和服を着て階段を昇り降りするときは、挟に注意してください。とくに振り袖は、そのまま歩いていると、引きずりますから、振り袖は体の前で重ね、片手で少し持ち上げるようにしながら歩いてください。くれぐれも、せっかくの着物で階段の掃除をしているなんていうことにならないように。裾を汚さないためには、階段に向かって体を少し斜めにするとよいでしょう。そして両膝を離さないように意識しながら、内股で昇り降りすると、きれいです。昇るときは後ろの足のふくらはぎが見えないように注意したほうが上品。前足の爪先を浅くステップにかけたら、後ろの足を素早く上げるようにしてみましょう。一段昇り両足をそろえ、また一段昇るよう心がけてください。車の乗り降りは、「お尻から入って足から出る」と覚えておくと、優雅に見えます。これは洋服でも、和服でも同じです。まず乗るときは、お尻から入ってシートに浅めに腰かけます。そして頭を低くして体を車内に入れたら、体を回して正面を向きましょう。和服のときは、体を少し窓のほうに向けて座ると、帯が背もたれに当たりません。こうすると、自分がラクなだけでなく、帯がくずれる心配もありません。降りるときは、乗るときと逆の要領で、体を回して足の爪先を車の外に出し、それから頭を低くして、くぐるような姿勢で外に出ます。

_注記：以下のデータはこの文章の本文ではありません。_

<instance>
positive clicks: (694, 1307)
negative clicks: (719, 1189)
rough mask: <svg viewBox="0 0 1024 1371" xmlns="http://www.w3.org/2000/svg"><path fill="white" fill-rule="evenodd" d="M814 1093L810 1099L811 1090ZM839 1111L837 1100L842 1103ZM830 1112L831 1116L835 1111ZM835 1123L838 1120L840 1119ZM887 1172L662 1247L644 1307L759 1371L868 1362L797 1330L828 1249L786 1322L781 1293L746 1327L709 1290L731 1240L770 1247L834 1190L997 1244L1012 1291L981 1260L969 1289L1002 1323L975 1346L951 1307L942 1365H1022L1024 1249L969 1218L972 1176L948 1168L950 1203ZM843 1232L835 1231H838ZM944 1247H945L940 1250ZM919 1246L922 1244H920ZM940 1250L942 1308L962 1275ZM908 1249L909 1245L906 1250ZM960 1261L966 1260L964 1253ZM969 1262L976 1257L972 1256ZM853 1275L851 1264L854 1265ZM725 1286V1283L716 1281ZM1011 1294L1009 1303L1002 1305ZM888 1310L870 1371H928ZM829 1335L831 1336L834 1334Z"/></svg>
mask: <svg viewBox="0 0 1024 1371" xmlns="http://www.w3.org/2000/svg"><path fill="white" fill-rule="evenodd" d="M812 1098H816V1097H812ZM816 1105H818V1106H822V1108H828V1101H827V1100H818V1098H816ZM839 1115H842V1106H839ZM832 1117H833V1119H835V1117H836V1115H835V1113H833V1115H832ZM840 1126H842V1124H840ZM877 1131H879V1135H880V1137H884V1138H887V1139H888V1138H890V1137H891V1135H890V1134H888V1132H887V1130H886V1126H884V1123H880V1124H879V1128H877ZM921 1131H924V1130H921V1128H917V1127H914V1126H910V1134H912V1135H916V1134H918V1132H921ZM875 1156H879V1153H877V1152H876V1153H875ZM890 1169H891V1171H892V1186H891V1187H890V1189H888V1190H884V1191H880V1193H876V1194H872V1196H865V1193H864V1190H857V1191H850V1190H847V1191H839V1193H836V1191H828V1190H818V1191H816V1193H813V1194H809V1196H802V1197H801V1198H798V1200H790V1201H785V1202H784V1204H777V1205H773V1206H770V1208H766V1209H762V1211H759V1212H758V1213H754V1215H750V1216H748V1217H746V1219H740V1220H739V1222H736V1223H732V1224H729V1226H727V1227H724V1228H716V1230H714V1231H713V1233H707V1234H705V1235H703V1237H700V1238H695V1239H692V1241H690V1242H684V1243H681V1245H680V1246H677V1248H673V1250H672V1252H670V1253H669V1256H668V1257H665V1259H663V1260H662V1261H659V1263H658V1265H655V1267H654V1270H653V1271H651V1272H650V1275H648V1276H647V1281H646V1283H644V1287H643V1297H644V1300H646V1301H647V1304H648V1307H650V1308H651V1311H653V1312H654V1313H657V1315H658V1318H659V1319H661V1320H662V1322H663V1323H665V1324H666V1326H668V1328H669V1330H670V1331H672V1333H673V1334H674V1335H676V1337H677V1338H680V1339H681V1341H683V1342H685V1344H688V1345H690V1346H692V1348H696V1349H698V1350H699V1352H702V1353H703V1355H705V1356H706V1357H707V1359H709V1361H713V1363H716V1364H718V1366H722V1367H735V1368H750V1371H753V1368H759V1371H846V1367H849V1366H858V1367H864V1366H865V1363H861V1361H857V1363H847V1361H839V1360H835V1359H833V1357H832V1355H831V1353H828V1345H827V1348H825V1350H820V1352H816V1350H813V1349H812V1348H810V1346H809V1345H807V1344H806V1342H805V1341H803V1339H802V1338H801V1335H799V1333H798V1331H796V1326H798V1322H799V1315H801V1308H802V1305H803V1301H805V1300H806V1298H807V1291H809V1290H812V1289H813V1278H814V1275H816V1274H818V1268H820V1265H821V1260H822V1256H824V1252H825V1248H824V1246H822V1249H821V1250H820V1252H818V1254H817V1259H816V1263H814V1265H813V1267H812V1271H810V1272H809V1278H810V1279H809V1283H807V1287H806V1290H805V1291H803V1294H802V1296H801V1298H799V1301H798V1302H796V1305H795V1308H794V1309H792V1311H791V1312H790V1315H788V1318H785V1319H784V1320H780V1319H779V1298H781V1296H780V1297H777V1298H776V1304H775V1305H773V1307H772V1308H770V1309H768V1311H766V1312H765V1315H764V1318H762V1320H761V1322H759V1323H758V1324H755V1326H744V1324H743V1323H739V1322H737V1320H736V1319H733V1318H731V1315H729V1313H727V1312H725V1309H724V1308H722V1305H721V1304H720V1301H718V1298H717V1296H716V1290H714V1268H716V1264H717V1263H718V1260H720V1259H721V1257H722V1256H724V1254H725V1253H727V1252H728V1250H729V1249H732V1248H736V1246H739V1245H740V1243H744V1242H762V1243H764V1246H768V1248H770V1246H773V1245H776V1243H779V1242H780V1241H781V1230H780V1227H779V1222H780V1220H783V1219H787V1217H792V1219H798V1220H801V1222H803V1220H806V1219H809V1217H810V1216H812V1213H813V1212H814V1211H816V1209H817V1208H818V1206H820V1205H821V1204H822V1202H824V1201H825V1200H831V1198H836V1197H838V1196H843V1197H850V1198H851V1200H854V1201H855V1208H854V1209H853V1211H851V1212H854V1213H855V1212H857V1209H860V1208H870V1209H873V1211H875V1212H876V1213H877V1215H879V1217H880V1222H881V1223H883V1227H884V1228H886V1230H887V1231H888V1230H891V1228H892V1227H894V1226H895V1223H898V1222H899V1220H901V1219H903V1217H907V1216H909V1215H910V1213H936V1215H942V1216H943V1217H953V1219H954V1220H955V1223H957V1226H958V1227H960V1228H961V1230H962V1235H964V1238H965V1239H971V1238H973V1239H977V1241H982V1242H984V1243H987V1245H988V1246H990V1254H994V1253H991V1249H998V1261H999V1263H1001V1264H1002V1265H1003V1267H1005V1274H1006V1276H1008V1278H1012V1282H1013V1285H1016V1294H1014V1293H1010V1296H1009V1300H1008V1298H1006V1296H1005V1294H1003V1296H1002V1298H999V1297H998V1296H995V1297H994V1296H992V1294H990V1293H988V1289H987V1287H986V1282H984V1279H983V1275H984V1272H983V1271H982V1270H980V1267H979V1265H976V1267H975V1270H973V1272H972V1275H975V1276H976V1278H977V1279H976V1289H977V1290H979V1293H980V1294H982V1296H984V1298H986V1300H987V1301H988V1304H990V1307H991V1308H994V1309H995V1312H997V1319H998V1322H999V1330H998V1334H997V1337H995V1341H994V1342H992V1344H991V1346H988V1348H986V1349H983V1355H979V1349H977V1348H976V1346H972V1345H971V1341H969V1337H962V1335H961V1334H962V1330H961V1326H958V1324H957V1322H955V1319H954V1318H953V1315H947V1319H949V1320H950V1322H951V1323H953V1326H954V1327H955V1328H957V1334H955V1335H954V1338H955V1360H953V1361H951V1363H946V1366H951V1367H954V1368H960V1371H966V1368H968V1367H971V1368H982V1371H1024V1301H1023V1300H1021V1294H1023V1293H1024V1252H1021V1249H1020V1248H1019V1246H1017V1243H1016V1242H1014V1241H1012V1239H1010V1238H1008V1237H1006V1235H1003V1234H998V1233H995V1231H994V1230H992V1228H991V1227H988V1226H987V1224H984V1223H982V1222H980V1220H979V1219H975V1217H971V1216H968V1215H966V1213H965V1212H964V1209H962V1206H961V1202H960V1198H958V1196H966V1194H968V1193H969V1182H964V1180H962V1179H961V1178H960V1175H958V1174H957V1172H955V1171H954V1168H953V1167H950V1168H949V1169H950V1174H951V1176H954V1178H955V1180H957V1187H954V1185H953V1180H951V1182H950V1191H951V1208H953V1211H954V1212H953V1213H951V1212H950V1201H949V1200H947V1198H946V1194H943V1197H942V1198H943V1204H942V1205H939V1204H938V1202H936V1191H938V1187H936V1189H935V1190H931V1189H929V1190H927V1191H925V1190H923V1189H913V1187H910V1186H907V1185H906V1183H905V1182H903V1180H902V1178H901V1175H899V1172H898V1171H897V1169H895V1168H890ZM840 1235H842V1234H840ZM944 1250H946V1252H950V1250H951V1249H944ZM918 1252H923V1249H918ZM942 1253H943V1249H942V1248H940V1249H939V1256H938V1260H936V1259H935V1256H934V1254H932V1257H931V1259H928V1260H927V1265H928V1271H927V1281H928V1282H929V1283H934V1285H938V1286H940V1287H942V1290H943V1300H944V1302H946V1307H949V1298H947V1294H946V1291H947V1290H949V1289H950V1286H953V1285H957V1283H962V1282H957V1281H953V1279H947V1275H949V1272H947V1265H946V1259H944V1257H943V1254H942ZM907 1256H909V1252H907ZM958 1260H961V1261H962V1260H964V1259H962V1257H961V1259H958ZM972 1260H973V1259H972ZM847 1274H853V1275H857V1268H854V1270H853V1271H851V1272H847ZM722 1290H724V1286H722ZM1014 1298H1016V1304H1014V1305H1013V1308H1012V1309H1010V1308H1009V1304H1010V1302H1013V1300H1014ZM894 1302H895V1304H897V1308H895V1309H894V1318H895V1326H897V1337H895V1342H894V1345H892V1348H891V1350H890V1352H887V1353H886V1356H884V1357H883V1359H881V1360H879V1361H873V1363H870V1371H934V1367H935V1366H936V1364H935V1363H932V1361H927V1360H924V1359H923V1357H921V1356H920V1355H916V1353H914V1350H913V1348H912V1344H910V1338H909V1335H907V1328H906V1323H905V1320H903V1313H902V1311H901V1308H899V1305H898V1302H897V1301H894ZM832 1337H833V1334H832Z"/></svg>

昔は、訪問、手紙、電話の順にていねいだと思われていましたが、いまは場合によってはむしろ逆のこともあります。スピーディで多忙な現代では、ほとんどの用件は電話やファクシミリ、または電子メールでこと足ります。私などのように忙しいものには、突然人から訪問を受け、予定がくるって困る場合があります。電話ですむことは電話ですませるのが現代の礼儀といえるでしょう。そして、電話でも、本人に直接言わなくてもすむ用件があります。会合の出欠の返事、お礼、季節の挨拶などのように、一方的に自分の意志だけを伝え、相手の返事を必要としない場合です。そんなときは、多忙な相手を呼び出さずに、電話口に出た人に伝言を頼むことがマナーです。